そこで開発プロジェクトや自然資源の採掘に先立って、自由な合意を得るための協議を行うために、ILO169号条約及び先住民族の権利宣言に基づき適切なメカニズムを設置すること。また先住民族組織より提案されている先住民族への協議に関する法の採択プロセスを進め、また鉱業法にも事前協議に関する条文を入れる改正を行うこと。
4)移転が必要とされるケース
 例外的な事例として、先住民族の移転とその補償が必要とされる場合には、ILO169号条約の16条、2項及び先住民族の権利宣言の第10条の規定を尊重し、移転の理由に関する全面的な理解と自由な同意に基づき、また正当かつ公平な補償及び基本的なサービス、水や電気、学校、保健サービスなどが整えられた移転地を確保すること。  
5)水へのアクセス
グアテマラに存在する38の流域の90%で水系の汚染が見られ、このことが上水への適切なアクセスを妨げている。このことは特にサンマルコス県、ウエウエテナンゴ県、キチェ県、ソロラ県で見られる。更に、下水の不備は、それによる病気の発生も引き起こしており、先住民族コミュニティが特に影響を受けている。

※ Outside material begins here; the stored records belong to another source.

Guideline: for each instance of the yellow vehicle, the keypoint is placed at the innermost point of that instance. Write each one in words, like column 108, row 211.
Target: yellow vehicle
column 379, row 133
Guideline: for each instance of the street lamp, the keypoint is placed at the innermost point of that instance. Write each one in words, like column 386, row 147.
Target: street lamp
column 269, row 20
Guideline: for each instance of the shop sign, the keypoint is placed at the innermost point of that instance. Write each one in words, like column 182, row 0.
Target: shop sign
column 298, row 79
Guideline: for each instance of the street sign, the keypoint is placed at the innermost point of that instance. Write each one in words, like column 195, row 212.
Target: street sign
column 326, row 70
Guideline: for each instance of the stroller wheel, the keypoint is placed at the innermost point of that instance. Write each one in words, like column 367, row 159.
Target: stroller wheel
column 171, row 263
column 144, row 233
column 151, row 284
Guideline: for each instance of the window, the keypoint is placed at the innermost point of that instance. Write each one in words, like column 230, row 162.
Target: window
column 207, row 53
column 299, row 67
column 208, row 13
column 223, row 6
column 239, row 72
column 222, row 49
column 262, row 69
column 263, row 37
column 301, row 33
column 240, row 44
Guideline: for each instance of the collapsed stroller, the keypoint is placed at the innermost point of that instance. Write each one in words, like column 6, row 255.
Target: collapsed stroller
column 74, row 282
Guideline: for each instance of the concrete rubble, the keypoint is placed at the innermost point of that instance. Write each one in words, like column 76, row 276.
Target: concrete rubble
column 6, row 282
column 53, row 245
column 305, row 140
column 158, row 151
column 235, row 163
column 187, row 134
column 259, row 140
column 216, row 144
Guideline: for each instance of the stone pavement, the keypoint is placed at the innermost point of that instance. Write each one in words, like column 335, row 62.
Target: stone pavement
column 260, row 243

 委員会は、特にこれらの県における上水へのアクセスを早急に保証するための対策を取ることを求めるとともに、水の汚染を防ぎ、汚染を監視するための適切な制度を整えるとともに、汚染が見られる水系においては、適切な処理を行うことを勧告する。また全てのコミュニティにおける上水へのアクセスを保証する国内法の整備を勧告する。
6)識字
 2004-2008年にかけて、国家統合識字戦略が実施されてきたが、農村部ではいまだに61%が非識字者である。更に女性の場合には87.5%が非識字であり、43%が小学校を終えるに過ぎない。
 この非識字率を引き下げるために、短期・中期・長期的な対策を取るとともに、和平協定の先住民族合意に定められている教育改革の履行を勧告する。 

このほか、人口センサスにおける先住民族の把握改善、人種差別の扇動や行為を罰すること、保健サービスへのアクセスの改善などが勧告されている。